A ruiva bufou e encostou-se na parede da fachada da loja onde aguardavam por Lílian, disfarçados apenas pela grande quantidade de alunos e pais que andavam pelo Beco Diagonal em busca dos materiais para o ano letivo. Demorou algum tempo para que pudessem finalmente agir – antes de Lílian, reconheceu Alice e Frank Longbottom cumprimentando os rapazes na sorveteria, além de outros diversos alunos e admiradoras de Sirius. Os garotos pareciam, de fato, extremamente populares.

Reconheceu a mãe de Harry principalmente pelos olhos verdes que a trouxe um novo aperto no peito de saudade do amigo que parecia não existir mais. Os cabelos eram ruivos como os dela mesma e os traços do rosto eram delicados, iluminados pela risada que dava ao lado de uma amiga que não pôde reconhecer.

Harry a segurou quando tentou se dirigir até eles: "o que é que você vai dizer? Olá, meu nome é Gina Weasley e eu vim para proteger você, Lílian. Posso ser sua amiga?". Ela bufou mais uma vez, indignada por ele parecer sempre ter razão e cruzou os braços emburrada. Observá-los sem poder agir já estava deixando-a impaciente – tão impaciente que não notou quando levantaram-se da sorveteria e seguiram caminho entre a multidão. Se não fosse por Harry, teria os perdido de vista.

Acompanharam os amigos pela farmácia, pela Madame Malkins e, ao que pareceu ser o total desgosto de Lílian, a Artigos de Qualidade para Quadribol antes de se juntarem a eles na Floreios e Borrões.
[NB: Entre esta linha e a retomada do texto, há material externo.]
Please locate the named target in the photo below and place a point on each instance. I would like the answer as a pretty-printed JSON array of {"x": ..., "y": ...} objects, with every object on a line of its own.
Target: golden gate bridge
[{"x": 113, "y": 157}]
Abarrotada de gente, Gina não entendeu muito bem porque Harry havia escolhido o local para interagirem – preferia tê-lo feito na sorveteria há algum tempo. Ela suspirou e tentou pensar como iniciaria uma conversa, mas antes que pudesse se decidir por algum plano, viu Harry deixando um livro cair aberto em suas mãos. Gina se atrapalhou para segurá-lo e acabou derrubando-o no chão. Teve que contar até dez em sua mente para não gritar com o rapaz que sumira de vista menos de um segundo depois de jogar o livro para ela.

Abaixou-se para pegar o livro no chão e sentiu sua cabeça colidir com algo enquanto se levantava. Soltou um gemido um tanto quando estridente de dor e massageou a nuca tentando se acalmar – por que é que tudo estava dando errado naquele dia?

— Me desculpa! — Ouviu a dona do queixo que talvez fosse o mais duro de Londres dizer e deu um sorriso amarelo que se transformou em espanto quando viu os olhos verdes e o cabelo cor de fogo. — Isso é sobre magia de cura?! Onde encontrou esse livro?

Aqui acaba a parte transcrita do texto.